Coupled with his determination to surrender, the idea of atonement was strong in him. An eye for an eye, and a tooth for a tooth. That had been his father's belief, and well he remembered it. But during the drifting period he thrust it back, into that painful niche where he held Beverly, and the thing he would not face.

That phase of his readjustment, then, when he reached it, was painful and confused. There was the necessity for atonement, which involved surrender, and there was the call of David, and the insistent desire to see Beverly again, which was the thing he would not face. Of the three, the last, mixed up as it was with the murder and its expiation, was the strongest. For by the very freshness of his released memories, it was the days before his flight from the ranch that seemed most recent, and his life with David that was long ago, and blurred in its details as by the passing of infinite time.
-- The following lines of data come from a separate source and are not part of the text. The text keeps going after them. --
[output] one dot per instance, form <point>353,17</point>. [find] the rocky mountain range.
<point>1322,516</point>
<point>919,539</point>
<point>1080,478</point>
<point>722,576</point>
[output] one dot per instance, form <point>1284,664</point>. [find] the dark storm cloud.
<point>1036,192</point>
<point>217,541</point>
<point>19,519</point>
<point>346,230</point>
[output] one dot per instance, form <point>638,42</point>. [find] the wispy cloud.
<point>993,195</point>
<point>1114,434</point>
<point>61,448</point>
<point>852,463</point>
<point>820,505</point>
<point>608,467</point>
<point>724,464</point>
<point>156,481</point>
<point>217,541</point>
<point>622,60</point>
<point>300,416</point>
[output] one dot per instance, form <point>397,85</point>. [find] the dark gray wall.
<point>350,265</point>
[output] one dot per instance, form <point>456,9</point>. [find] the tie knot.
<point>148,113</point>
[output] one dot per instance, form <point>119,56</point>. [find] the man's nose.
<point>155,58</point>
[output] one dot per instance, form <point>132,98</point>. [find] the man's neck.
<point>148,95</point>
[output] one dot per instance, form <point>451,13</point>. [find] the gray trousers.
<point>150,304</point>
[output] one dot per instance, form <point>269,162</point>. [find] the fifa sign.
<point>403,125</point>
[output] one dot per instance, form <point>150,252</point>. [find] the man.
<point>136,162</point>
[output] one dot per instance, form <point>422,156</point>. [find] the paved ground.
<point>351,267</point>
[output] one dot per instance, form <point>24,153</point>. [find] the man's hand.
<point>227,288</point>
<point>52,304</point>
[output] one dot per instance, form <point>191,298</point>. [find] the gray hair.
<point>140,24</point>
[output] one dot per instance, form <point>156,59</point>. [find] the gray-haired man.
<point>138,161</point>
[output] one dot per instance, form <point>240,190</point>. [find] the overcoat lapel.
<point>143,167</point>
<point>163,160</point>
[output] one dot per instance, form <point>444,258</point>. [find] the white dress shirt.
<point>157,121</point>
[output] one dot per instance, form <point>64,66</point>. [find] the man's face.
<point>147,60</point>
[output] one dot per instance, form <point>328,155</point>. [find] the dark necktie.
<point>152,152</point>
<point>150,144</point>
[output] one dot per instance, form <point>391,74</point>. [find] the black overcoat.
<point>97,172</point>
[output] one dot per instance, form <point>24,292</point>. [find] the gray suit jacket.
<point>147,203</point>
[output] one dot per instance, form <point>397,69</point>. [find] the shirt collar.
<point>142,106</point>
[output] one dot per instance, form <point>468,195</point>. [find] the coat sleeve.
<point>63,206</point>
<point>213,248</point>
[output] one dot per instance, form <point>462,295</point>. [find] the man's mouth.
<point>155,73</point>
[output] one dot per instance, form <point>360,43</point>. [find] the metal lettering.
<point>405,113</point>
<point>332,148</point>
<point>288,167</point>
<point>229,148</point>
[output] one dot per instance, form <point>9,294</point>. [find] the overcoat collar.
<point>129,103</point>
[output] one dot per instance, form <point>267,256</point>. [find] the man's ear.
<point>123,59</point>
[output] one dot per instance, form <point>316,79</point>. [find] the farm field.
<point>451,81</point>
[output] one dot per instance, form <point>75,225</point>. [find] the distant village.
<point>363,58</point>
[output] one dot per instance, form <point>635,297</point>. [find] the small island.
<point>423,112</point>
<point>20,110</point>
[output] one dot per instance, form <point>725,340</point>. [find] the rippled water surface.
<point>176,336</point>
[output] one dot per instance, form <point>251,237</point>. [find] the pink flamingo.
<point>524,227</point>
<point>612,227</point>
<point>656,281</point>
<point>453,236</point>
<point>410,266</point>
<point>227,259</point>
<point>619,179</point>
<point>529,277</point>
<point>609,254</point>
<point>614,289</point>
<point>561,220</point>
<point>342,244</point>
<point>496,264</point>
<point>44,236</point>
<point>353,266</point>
When Elizabeth finally came back to him it was as something very gentle and remote, out of the long-forgotten past. Even his image of her was blurred and shadowy. He could not hear the tones of her voice, or remember anything she had said. He could never bring her at will, as he could David, for instance. She only came clearly at night, while he slept. Then the guard was down, and there crept into his dreams a small figure, infinitely loving and tender; but as he roused from sleep she changed gradually into Beverly. It was Beverly's arms he felt around his neck. Nevertheless he held to Elizabeth more completely than he knew, for the one thing that emerged from his misty recollection of her was that she cared for him. In a world of hate and bitterness she cared.

But she was never real to him, as the other woman was real. And he knew that she was lost to him, as David was lost. He could never go back to either of them.

As time went on he reached the point of making practical plans. He had lost his pocketbook somewhere, probably during his wanderings afoot, and he had no money. He knew that the obvious course was to go to the nearest settlement and surrender himself and he played with the thought, but even as he did so he knew that he would not do it. Surrender he would, eventually, but before he did that he would satisfy a craving that was in some ways like his desire for liquor that morning on the trail. A reckless, mad, and irresistible impulse to see Beverly Lucas again.

In August he started for the railroad, going on foot and without money, his immediate destination the harvest fields of some distant ranch, his object to earn his train fare to New York.